A discussion on the stories we tell moderated by Dr. Eve L. Ewing
Join us for an evening with acclaimed National Book Award Winner and MacArthur Fellow author Ta-Nehisi Coates as he discusses his latest work, The Message. Written at a dramatic moment in American and global life, this work from one of the country’s most important writers is about the urgent need to untangle ourselves from the destructive myths that shape our world—and our own souls—and embrace the liberating power of even the most difficult truths. This live engagement offers an opportunity to hear directly from one of today's most influential voices on the Black experience as he unpacks the complexities and urgencies within his new book.
Ta-Nehisi Coates is an award-winning author and journalist. He is the author of the bestselling books The Beautiful Struggle, We Were Eight Years in Power, The Water Dancer, and Between the World and Me, which won the National Book Award in 2015. He was a recipient of a MacArthur Fellowship that same year. As a journalist with a career spanning over two decades, he’s written for numerous publications including The Washington City Paper, The Village Voice, The New Yorker and The New York Times.
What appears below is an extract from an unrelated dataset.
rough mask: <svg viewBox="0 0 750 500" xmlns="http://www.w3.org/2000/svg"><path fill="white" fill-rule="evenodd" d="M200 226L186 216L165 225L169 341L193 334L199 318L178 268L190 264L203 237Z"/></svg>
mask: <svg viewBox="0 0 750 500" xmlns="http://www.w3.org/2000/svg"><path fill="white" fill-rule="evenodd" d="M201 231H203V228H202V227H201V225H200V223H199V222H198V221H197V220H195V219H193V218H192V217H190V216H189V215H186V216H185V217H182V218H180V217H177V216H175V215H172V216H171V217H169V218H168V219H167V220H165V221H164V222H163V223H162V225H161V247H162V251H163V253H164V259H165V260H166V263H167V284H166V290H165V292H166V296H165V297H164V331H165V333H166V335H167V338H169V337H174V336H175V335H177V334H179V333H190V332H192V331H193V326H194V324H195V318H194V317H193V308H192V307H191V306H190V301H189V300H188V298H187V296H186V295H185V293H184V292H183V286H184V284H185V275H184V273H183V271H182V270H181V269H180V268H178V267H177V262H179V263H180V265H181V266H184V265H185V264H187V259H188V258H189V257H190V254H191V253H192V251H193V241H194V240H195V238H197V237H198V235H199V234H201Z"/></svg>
During his time reporting for The Atlantic between 2008-2018, he penned numerous articles and essays, including the National Magazine Award-winning 2012 essay “Fear of a Black President” and the influential June 2014 essay “The Case For Reparations.” Ta-Nehisi also enjoyed a successful run writing Marvel’s Black Panther (2016-2021) and Captain America (2018-2021) comics series. Ta-Nehisi is currently writing the screenplays for the upcoming films Wrong Answer, Superman and the film adaptation of his first fiction novel, The Water Dancer. In the fall of 2022, he joined Howard University’s faculty as a writer-in-residence and the Sterling Brown Chair in the Department of English.
Dr. Eve L. Ewing is a writer, scholar, and cultural organizer from Chicago. She is the award-winning author of four books: the poetry collections Electric Arches and 1919, the nonfiction work Ghosts in the Schoolyard: Racism and School Closings on Chicago's South Side, and a novel for young readers, Maya and the Robot. She is the co-author (with Nate Marshall) of the play No Blue Memories: The Life of Gwendolyn Brooks. She has written several projects for Marvel Comics, most notably the Ironheart series and Black Panther, and is currently writing Exceptional X-Men. Ewing is an associate professor in the Department of Race, Diaspora, and Indigeneity at the University of Chicago. Her work has been published in The New Yorker, The Atlantic, The New York Times, and many other venues. Her next book, Original Sins: The (Mis)education of Black and Native Children and the Construction of American Racism, will be published by One World in February 2025.